Kegiatan ini menyasar puluhan siswa di Sekolah Dasar Negeri (SDN) Radha, Desa Radha, Kecamatan Bajawa, Kabupaten Ngada, Nusa Tenggara Timur (NTT).
Kapolres Ngada AKBP Dr. Gede Harimbawa mengungkapkan bahwa intervensi psikologis sangat krusial bagi anak-anak di wilayah terdampak agar mereka tidak mengalami trauma berkepanjangan.
“Kegiatan ini merupakan bentuk kepedulian dan dukungan psikologis dari Polri, khususnya Polres Ngada, agar anak-anak di tempat pengungsian bisa kembali ceria dan bersemangat,” ujar Gede dalam laporan tertulisnya, Kamis (3/9/2026).
Aksi kemanusiaan yang dimulai sejak pukul 10.00 WITA ini dipimpin langsung oleh Kepala Satuan Lalu Lintas (Kasat Lantas) Polres Ngada Iptu Yoseph D. Tote, didampingi KBO Satlantas Ipda Ary Selan dan Kanit Patwal Aipda Kamilus K. Hoda.
Dalam pelaksanaannya, personel kepolisian menggunakan pendekatan humanis untuk mencairkan suasana. Petugas mengajak anak-anak berkomunikasi, memberikan motivasi, serta membagikan bantuan berupa buku dan alat tulis untuk mendukung kegiatan belajar mereka.
Suasana haru dan ceria pecah saat petugas mengajak anak-anak bernyanyi bersama.
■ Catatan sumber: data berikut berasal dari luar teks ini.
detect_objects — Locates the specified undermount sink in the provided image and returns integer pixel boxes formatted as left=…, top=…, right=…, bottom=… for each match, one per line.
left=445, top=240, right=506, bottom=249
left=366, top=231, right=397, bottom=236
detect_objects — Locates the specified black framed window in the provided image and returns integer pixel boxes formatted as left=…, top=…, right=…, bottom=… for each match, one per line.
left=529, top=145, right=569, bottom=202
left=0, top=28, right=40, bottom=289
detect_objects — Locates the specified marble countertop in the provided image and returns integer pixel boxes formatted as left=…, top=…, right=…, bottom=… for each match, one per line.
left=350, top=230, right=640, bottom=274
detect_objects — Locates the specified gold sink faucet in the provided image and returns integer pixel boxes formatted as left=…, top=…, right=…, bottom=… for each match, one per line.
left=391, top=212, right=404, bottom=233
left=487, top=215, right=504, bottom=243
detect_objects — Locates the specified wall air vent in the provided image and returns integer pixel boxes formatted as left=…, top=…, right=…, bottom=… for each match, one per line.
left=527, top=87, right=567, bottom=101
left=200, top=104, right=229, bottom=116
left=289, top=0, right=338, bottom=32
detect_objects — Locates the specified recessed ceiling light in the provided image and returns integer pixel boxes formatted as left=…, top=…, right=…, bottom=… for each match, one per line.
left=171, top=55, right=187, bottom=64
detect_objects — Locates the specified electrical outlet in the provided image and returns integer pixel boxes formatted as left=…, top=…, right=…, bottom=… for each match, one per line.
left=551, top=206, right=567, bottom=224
Kegembiraan mereka semakin memuncak ketika para personel Satlantas mengajak anak-anak tersebut berkeliling Kota Bajawa menggunakan mobil dan sepeda motor dinas kepolisian.
Iptu Yoseph D. Tote menyebutkan bahwa metode belajar sambil bermain dan rekreasi singkat ini terbukti efektif mengalihkan kecemasan anak-anak akibat gempa.
“Melalui upaya ini, anak-anak diharapkan dapat segera beradaptasi kembali dengan aktivitas sekolah dan melupakan pengalaman traumatis akibat bencana”,ujar Kasat Lantas Polres Ngada, Iptu Yoseph D. Tote.